Tuesday, January 17, 2006

VENT ALERT!!!!

Ok, this is not going to be a happy post, its going to be me getting EVERYTHING out, i make no apologies for any bad language or ill mannered comments, because i am PISSED OFF!!!

My own father, who only lives in Wellington (im in Auckland) has left it until today, the 17th of January, to tell me he is not coming to my wedding. the RSVP date was last Monday the 9th of January, he knew the date of the wedding since mid last year, then reminded again of it in October and November, the Wedding invitation was sent early December, he asked for time off work YESTERDAY! (i dont even know for sure if he actually asked, he just told me he did, i will bet ya 5 bucks he didnt. he just doesnt want to come. yes i have had problems with my father since he walked out on my mother, HUGE problems, but my own wedding? AND his only grandchilds naming ceremony?? how can you have a conscience! he has NOT even met Kaylee who is 18mths old now. he STILL forgets her name sometimes. I just get so angry with him and so hurt that he doesnt give a flying fuck about me. its so frustrating and it PISSES ME OFF. he said he just cannot afford to take time off (what is it dad, they wouldnt let you or you cant afford??) because they are SOOOOO POOR, yes teh lovely new Mercedes costs a lot to get groomed doesnt it, and the hundreds of thousands you are sitting on since you sold your house and havent brought a new one yet, thats just hurting your ass too much isnt it! oh and dont forget the trip to America in April for HER sons wedding, that YOU are paying for, but oh are too poor to help contribute to mine! dont forget you promised my two younger sisters a holiday to come with you too. but my al cheapo wedding, done everything on the absolute cheapest i could, just to have everyone i want, who means something to me attend, thats just not good enough for him.
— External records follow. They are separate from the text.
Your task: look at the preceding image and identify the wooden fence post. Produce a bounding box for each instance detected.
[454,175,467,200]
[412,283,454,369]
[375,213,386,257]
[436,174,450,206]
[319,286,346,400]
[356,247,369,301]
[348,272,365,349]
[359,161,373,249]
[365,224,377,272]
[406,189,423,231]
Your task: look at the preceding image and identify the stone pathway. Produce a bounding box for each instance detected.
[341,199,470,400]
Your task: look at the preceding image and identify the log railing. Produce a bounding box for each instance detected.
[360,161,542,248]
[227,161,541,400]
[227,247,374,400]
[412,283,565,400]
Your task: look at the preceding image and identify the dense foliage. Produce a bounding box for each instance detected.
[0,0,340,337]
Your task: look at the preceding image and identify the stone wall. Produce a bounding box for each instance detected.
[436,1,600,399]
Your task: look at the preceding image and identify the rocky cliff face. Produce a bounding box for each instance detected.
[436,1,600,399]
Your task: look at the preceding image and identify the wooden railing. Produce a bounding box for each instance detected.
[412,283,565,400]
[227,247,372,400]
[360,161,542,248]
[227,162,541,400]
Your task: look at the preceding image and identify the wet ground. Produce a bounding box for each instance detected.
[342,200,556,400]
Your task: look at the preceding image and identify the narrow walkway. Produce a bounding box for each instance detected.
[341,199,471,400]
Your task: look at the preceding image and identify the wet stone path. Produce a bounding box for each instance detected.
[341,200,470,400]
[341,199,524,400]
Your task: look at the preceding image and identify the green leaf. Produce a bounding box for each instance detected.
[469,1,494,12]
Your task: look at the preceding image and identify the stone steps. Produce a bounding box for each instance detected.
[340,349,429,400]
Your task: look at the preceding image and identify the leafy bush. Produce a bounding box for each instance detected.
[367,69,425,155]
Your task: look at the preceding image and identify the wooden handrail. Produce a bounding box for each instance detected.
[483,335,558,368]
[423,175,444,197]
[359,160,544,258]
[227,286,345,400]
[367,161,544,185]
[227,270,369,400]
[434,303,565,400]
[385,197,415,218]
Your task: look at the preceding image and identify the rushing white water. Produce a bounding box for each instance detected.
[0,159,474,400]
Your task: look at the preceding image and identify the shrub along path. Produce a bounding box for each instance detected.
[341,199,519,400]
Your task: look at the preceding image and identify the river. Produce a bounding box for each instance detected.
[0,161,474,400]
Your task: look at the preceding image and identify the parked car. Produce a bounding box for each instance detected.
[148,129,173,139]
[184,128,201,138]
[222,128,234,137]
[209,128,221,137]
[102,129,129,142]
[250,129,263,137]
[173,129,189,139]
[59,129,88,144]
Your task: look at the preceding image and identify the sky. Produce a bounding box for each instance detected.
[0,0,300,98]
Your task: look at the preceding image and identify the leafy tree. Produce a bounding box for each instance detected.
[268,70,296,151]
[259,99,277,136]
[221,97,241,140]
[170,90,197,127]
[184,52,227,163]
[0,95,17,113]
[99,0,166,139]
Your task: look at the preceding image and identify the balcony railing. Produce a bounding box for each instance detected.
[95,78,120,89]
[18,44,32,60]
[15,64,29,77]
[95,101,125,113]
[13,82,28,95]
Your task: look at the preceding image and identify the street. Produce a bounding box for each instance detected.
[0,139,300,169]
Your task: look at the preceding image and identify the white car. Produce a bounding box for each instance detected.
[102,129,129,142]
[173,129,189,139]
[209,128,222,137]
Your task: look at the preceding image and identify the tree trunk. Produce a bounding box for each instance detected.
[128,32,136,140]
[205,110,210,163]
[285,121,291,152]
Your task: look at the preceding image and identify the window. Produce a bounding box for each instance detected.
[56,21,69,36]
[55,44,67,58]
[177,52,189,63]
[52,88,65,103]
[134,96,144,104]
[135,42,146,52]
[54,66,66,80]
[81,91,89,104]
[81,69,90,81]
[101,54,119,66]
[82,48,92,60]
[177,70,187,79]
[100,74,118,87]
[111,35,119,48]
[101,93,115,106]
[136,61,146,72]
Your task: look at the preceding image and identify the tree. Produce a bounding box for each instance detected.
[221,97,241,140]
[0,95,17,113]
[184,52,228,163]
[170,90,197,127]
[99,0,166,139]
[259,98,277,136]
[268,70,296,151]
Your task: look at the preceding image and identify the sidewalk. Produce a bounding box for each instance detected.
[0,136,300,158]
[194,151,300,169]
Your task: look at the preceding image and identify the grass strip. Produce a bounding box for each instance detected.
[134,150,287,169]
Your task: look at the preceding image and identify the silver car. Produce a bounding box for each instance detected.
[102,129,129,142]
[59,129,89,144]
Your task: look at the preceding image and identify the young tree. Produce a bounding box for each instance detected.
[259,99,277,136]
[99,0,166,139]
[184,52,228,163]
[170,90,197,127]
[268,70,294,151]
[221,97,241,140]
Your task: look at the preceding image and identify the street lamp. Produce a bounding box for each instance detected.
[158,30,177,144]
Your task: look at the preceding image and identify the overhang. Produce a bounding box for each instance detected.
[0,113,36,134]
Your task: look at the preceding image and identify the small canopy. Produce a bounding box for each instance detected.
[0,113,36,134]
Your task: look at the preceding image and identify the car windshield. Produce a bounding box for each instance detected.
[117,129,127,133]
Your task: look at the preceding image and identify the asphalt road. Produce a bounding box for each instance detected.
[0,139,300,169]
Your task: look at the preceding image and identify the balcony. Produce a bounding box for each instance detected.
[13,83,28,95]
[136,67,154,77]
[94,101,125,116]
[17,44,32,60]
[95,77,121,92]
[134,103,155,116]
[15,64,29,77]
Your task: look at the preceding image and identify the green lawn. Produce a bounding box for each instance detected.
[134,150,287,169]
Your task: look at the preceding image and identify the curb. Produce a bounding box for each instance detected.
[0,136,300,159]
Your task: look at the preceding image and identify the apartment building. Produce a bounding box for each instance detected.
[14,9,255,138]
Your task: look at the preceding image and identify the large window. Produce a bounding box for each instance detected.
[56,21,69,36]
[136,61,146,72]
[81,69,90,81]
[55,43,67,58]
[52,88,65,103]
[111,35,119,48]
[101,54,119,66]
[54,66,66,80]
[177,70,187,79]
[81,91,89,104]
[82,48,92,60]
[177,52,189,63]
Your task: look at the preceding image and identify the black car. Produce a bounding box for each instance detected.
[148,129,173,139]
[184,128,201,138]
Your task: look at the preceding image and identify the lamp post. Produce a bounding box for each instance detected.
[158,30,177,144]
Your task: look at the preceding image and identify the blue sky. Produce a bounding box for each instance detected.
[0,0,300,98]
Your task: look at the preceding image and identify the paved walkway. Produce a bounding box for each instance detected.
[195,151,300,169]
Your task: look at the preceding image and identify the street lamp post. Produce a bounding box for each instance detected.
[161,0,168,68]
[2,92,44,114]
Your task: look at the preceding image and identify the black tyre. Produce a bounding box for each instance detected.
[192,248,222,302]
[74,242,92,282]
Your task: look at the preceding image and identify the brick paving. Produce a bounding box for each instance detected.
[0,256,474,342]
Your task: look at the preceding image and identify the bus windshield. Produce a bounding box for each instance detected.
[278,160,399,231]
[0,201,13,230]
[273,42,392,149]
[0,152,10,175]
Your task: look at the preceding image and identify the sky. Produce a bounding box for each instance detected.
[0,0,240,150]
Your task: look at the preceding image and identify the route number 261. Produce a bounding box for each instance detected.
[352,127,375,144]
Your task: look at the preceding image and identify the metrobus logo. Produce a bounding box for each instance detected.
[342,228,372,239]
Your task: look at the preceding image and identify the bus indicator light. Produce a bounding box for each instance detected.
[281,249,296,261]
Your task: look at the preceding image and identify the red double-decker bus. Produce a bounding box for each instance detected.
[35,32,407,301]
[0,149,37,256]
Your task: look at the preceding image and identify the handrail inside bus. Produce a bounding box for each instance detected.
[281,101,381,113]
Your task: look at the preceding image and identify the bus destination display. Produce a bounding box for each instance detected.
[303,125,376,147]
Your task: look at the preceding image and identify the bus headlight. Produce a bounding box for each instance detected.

WHAT THE HELL HAVE I DONE TO YOU DAD! WHAT!!!

Just sux, fucken hurts like anything, i feel so friggin unwanted right now. you think i would be used to it, im 24 years old, he left when i was 20, ive had 4 years of let downs and bullshit. but hes my father. its probably easier hes not coming, he would get some serious questioning by certain friends and family members and my wedding isnt the place for it, but surely he could have come up for one day, one very special day for my wee family

im so emotional, so stressed out, trying really hard to get everything done nicely for this wedding, when can i start enjoying my wedding??? my hormones are all up the shit, since i lost the baby i have not wanted to get pregnant again at all, a few weeks ago i would have been so happy to leave it another year, but this last week i have been missing my baby so much, just wanting and wishing it back into my stomach. this is meant to be a happy time for me, this is meant to be MY TIME, and i just cannot enjoy it. my hens night is on Saturday night, there have been quite a few people invited and only 3 people have said yes they are coming, i love those people to bits that are coming, so im glad they rsvpd first, in one case within minutes!!! but what about the rest? my bridesmaid Belinda is organising it having a hell of a time getting people to let her know what they are doing, is it THAT HARD to say yes or no? these are meant to be people who are meant to give a shit about me, god knows i have gone out of my way for them, and they dont have the decency to say yes they are or no they arent coming to something so important to me!?!?! i feel so little right now, so farking worthless, i try so hard for so many people, why the hell should i bother any more???

give me one good reason

4 comments:

hbl said...

Do it for the sake of your kids.

Kate said...

Argh - that just sucks! The next few weeks are going to be some of the most stressful, but special in your life. Have your vent, be angry.. and then put your Dad behind you for the next month or so. Enjoy your hens night, enjoy your very special day, enjoy all this time. I know it hurts so bad, and you will feel sad on the day to know he didn't put you first by coming to your wedding... but on the plus side.. you don't have to worry about him being a wanker while he is there. This is your time, don't let him spoil it.
*Hugs* :-(

Anonymous said...

There is no perfect solution, weddings are emotional & stressful at the best of times but throw in losing your baby & dysfunctional family & it just seems worse. This is yours & Darryls wedding & Kaylees naming ceremony to celebrate with your family & friends who care about you & can be there, those that can't be arsed making an effort are the ones missing out.

Suzy said...

He will SO regret not coming to your wedding.